Sunday, July 12, 2015

On succession plans

Over the past few days, I've finally made it around to reading Paul Wells' The Longer I'm Prime Minister. And there are a few points raised by Wells' account of Stephen Harper's stay in office which call for plenty more discussion.

Let's start with the conflict between Harper's long-term plans and his short-term tactics.

There doesn't seem to be much doubt that Harper's ultimate goal is to build a lasting party which serves as the default federal government in a polarized political system. And in theory, the political systems of Alberta and B.C. are supposed to provide templates for that goal.

But there's another reality of Western political life which runs directly contrary to Harper's seeming plans.

It's true that in Alberta and B.C., right-wing parties have often been able to maintain power for long stretches of time exceeding those of left-wing alternatives. And part of that may be explained by the same tactics applied by Harper - the strict suppression of dissent and scandal which allow a party to cling to power longer than it might otherwise.

That strategy isn't without its costs, though: it tends to result in the factors which topple a government boiling over all at once rather than emerging gradually with time, permanently tarring a party as unfit for office. And I doubt that anybody's betting on the Alberta PCs breaking the trend of their predecessors in ceasing to be a viable governing alternative once they've finally been toppled.

Under systems which allow for unlimited corporate donations, that hasn't often been a problem for right-wing movements. The same backers who support one government tend to have little trouble coordinating their efforts choosing a new party brand once one has become tarnished beyond saving. And to the extent there are any hangers-on from a previous government, they tend to go away or shed their own skin over a period of a few election cycles.

But that option may not be so easily available under our federal financing rules which prohibit corporate donations. It's far from clear how one would go about transferring the Cons' base of financial and organizational support to another party - and likely to take far longer to do so than would be the case for a provincial party which merely needs to designate the magnet for funding from a small corporate elite.

So I'll raise the question: is there any realistic prospect of right-wing support jumping from party to party federally as tends to be the case in Alberta and B.C.? And if not, might Harper and his party need to start planning fairly shortly for the aftermath of having their actions in office exposed?


  1. If the Liberals and/or the NDP come through with any sort of electoral reform then I suspect that your question is superfluous. Instead of shifting financial and organizational support to another party, the need for consensus and cooperation will mean that the Cons will either need to reform themselves significantly or face total exclusion from power.

    1. That's a very good point - and particularly under an MMP system it wouldn't be surprising at all to see the Cons once again split into their component parts while seeing which combinations could work with enough parties to form a majority.
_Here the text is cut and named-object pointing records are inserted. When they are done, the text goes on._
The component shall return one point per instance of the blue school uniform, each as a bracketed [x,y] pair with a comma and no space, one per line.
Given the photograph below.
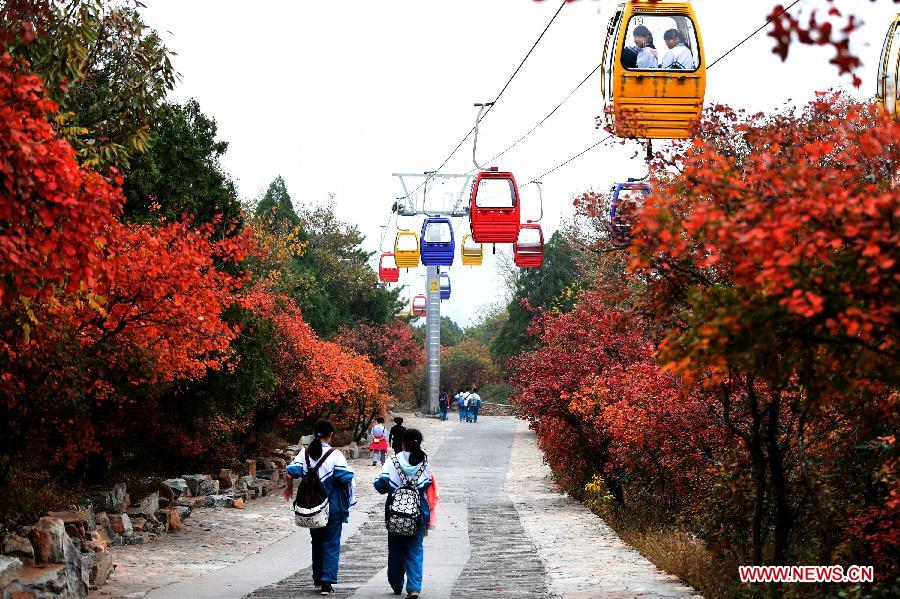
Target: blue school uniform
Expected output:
[405,554]
[339,484]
  2. "Harper and his party need to start planning fairly shortly for the aftermath of having their actions in office exposed?"
    Maybe, but I am sure they are focussed on dirty-tricks-2015-version to prevent this.
    We may have caught a few miscreants like Peneshue and DDM, and exposed systematic attacks like in-and-out & robo-calls but methinks they were just the tip of the iceberg.
    Oh, and unless Maude's injunction works out there's ~500k anti-Harper voters shut out.
    I hoping for an Alberta but expecting a UK. sigh

    1. We'll see. Lots can happen between now and this fall, but based on the Cons' combination of modest first-choice support, little second-choice support and the least popular leader of the lot I'm seeing more risk in the aftermath of the election than in the election result itself (barring a bunch of terrorism news either real or contrived).

  3. Shrewd post, Greg. The merged Conservative Party in 2004 gained access to the PC's trust fund and the Canadian Alliance's mailing list and incipient CIMS project. To survive the loss of government and public opinion in a system so dependent on individual donors (what Tom Flanagan conceded in his latest book on modern political campaigns), will be a tricky proposition. But it will be made harder if one party is to die and be replaced by another. Merger will have to wind up being part of the solution. Unless the new government re-introduces some form of public subsidy.

    1. That might be a factor, though a renewed subsidy wouldn't help a new party until at least an election down the road. The best hope might be for someone to hand over enough useful information from the CPC and its allies for a new party to start building - but that too looks like at least a multi-cycle job.